Professional ratings
Review scores
| Source | Rating |
| AllMusic | Star Half star |
| The Rolling Stone Album Guide | Star Half star |
| The Village Voice | B+ |

==Track listing==

| No. | Title | Writer(s) | Length |
|---|---|---|---|
| 1. | "Wild Flower" |  | 3:37 |
| 2. | "Peace Dog" |  | 3:34 |
| 3. | "Lil' Devil" |  | 2:44 |
| 4. | "Aphrodisiac Jacket" |  | 4:11 |
| 5. | "Electric Ocean" |  | 2:49 |
| 6. | "Bad Fun" |  | 3:33 |
| 7. | "King Contrary Man" |  | 3:12 |
| 8. | "Love Removal Machine" |  | 4:17 |
| 9. | "Born to Be Wild" | Mars Bonfire | 3:55 |
| 10. | "Outlaw" |  | 2:52 |
| 11. | "Memphis Hip Shake" |  | 4:01 |
| Total length: |  |  | 38:51 |

===The Manor Sessions EP / Peace track listing===
Electric arose from the sessions for the unreleased Peace album and featured several rerecorded songs from the Peace sessions. Tracks 2, 5, 6 and 10 below first appeared on The Manor Sessions EP in 1988. Tracks 7, 8, 9 and 11 were issued as B-sides to singles from Electric in 1987. The full Peace album was not released in its entirety until 2000, when it was included as Disc 3 of the Rare Cult boxed set.
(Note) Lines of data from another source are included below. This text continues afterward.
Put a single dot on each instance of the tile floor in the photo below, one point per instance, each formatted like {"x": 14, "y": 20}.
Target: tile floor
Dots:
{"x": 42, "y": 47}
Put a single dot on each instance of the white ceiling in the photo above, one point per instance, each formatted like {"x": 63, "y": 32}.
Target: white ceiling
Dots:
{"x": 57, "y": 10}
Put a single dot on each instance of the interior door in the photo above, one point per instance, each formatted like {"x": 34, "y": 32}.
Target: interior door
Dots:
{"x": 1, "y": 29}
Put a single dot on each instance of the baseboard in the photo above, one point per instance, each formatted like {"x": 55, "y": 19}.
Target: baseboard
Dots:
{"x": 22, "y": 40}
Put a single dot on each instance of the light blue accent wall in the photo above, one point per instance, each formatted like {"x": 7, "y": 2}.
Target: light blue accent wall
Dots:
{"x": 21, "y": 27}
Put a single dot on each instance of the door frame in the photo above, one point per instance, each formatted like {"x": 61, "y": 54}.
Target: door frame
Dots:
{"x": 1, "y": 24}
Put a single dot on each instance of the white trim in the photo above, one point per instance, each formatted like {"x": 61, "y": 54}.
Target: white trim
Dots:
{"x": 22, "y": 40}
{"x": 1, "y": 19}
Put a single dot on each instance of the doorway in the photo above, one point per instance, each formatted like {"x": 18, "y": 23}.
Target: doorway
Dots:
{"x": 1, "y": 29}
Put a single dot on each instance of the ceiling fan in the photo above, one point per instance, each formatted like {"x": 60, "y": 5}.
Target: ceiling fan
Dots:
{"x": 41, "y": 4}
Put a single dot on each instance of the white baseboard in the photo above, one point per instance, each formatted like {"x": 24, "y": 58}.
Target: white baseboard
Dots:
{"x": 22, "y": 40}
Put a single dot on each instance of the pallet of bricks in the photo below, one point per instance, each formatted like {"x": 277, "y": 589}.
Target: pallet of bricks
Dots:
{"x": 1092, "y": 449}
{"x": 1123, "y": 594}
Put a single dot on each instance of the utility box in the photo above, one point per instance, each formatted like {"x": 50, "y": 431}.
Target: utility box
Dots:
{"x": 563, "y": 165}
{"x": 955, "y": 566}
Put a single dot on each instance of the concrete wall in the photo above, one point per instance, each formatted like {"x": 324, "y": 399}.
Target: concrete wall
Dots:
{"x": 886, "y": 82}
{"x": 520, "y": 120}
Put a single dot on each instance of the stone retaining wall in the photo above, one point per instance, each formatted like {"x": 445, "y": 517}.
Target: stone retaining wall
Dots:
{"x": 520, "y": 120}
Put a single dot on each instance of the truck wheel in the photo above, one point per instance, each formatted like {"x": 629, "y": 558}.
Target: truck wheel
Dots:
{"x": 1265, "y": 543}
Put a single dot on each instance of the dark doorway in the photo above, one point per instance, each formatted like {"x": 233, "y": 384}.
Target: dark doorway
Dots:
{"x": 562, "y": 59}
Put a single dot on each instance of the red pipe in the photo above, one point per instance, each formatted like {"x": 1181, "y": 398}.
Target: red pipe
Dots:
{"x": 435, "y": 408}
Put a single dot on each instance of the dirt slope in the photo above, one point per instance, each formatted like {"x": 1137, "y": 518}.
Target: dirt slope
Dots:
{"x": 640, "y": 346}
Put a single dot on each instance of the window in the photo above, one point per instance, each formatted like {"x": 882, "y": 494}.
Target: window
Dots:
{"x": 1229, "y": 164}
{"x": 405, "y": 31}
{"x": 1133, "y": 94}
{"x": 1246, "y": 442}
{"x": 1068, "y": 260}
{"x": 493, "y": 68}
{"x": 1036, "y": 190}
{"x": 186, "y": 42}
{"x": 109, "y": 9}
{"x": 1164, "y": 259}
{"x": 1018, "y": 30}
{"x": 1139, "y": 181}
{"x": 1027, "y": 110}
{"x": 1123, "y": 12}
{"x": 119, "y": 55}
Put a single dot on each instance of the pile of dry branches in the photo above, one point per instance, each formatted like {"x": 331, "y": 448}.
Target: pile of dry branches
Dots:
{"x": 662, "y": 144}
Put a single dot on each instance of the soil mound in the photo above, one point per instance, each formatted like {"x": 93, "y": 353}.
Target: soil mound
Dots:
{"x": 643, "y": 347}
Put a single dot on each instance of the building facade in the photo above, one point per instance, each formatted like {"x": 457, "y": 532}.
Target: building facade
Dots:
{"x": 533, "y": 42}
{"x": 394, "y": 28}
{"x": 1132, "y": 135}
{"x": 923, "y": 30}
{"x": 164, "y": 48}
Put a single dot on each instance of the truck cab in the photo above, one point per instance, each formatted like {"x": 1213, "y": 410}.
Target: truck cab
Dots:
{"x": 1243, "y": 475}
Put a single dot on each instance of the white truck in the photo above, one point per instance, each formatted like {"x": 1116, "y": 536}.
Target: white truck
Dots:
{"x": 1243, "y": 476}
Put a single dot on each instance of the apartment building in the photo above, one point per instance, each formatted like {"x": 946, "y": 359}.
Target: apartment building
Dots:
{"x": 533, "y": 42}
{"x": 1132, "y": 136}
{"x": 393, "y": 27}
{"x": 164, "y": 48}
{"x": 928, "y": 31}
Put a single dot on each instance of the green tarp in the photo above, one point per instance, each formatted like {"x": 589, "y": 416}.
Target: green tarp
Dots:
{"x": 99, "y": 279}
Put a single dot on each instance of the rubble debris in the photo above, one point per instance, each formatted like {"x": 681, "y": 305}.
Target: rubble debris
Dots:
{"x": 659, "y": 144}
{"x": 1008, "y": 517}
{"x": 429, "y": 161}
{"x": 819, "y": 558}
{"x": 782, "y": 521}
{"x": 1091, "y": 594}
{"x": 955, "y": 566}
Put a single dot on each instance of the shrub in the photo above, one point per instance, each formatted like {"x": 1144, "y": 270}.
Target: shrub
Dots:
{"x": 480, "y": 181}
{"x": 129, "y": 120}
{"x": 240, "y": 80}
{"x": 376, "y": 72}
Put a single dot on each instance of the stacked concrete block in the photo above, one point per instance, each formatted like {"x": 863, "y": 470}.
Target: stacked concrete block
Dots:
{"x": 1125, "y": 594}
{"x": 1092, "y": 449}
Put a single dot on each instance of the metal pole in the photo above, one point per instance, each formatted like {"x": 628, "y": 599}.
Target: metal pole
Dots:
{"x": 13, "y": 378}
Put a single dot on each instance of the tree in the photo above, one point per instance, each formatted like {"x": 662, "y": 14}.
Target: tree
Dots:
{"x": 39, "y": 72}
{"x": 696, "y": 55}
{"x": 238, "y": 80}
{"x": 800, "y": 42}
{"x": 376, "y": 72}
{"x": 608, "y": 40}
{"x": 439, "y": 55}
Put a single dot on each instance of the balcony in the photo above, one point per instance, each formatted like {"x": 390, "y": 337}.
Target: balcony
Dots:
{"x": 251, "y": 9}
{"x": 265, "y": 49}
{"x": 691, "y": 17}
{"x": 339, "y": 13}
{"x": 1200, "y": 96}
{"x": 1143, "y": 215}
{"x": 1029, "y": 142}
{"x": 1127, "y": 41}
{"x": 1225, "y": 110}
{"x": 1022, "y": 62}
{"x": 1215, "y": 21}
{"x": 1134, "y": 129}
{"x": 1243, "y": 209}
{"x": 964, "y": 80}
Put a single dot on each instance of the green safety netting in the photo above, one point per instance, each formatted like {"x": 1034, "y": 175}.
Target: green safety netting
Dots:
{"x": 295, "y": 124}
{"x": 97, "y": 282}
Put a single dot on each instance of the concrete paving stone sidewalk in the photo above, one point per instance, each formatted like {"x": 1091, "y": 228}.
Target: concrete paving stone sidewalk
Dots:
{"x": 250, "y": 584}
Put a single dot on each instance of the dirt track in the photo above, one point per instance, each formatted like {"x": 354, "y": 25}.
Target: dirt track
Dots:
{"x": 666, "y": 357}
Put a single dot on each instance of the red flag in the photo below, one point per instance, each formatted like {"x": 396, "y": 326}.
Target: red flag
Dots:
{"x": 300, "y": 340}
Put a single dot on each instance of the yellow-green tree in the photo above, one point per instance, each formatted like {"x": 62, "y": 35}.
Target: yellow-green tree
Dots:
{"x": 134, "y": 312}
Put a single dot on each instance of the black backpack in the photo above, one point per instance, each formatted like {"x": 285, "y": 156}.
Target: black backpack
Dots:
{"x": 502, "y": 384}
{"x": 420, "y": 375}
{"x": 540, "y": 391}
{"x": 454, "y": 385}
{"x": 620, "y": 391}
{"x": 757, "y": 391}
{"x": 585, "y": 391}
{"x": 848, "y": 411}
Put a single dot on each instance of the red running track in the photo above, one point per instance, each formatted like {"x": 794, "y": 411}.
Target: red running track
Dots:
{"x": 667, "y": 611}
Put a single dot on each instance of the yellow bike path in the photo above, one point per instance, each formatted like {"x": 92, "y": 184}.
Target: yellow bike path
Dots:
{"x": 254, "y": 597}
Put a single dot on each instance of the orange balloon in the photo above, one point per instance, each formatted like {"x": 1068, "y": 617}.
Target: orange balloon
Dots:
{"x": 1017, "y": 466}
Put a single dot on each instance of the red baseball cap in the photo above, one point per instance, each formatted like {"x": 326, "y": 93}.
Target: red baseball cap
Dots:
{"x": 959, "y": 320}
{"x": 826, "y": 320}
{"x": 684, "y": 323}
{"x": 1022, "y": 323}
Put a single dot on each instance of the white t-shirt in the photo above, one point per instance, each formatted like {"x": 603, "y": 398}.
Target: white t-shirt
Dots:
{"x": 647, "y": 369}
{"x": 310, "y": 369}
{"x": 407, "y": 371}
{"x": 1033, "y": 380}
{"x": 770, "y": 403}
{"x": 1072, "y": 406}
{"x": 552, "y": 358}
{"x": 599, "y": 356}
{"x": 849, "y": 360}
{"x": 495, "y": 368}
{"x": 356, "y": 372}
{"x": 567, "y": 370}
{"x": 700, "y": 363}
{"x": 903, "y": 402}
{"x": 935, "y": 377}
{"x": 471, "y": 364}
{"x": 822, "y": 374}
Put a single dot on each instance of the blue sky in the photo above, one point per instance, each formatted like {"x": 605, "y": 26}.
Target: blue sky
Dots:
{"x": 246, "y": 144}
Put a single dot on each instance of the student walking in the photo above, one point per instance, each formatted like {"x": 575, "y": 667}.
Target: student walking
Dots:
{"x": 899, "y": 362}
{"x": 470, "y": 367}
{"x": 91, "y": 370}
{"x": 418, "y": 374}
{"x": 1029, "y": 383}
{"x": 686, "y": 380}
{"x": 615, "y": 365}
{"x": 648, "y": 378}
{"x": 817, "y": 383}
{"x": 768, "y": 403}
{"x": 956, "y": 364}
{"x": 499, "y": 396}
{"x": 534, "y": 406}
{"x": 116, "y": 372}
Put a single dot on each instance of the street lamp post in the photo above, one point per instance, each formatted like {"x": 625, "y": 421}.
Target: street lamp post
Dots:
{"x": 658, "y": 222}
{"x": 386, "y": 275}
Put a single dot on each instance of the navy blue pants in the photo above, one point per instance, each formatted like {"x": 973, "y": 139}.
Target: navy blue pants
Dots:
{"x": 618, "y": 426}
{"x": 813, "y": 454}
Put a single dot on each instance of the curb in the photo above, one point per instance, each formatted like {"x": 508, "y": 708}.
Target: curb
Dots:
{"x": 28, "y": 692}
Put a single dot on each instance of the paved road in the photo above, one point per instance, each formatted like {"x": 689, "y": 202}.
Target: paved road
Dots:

In 2013, the Peace album was released as part of a two-disc set alongside Electric, under the title Electric Peace.

| No. | Title | Length |
|---|---|---|
| 1. | "Love Removal Machine" | 5:16 |
| 2. | "Wild Flower" | 4:10 |
| 3. | "Peace Dog" | 5:09 |
| 4. | "Aphrodisiac Jacket" | 4:25 |
| 5. | "Electric Ocean" | 4:13 |
| 6. | "Bad Fun" | 6:24 |
| 7. | "Conquistador" | 2:53 |
| 8. | "Zap City" | 5:15 |
| 9. | "Love Trooper" | 3:55 |
| 10. | "Outlaw" | 5:07 |
| 11. | "Groove Co." | 4:13 |

==Personnel==
- The Cult
- Ian Astbury – lead vocals
- Billy Duffy – guitars
- Jamie Stewart – bass
- Les Warner – drums

==Charts==

| Chart (1987) | Peak position |
|---|---|
| Australian Albums (Kent Music Report) | 34 |
| Canada Top Albums/CDs (RPM) | 3 |
| Dutch Albums (Album Top 100) | 15 |
| Finnish Albums (The Official Finnish Charts) | 12 |
| New Zealand Albums (RMNZ) | 16 |
| Swedish Albums (Sverigetopplistan) | 24 |
| Swiss Albums (Schweizer Hitparade) | 22 |
| UK Albums (Official Charts) | 4 |
| US Billboard 200 | 38 |

| Chart (2023) | Peak position |
|---|---|
| Scottish Albums (Official Charts) | 58 |
| UK Independent Albums (Official Charts) | 19 |
| UK Rock & Metal Albums (Official Charts) | 7 |

==Certifications==

| Region | Certification | Certified units/sales |
| Canada (Music Canada) | 2× Platinum | 200,000^{^} |
| United Kingdom (BPI) | Gold | 100,000^{^} |
| United States (RIAA) | Platinum | 1,000,000^{^} |
^{^} Shipments figures based on certification alone.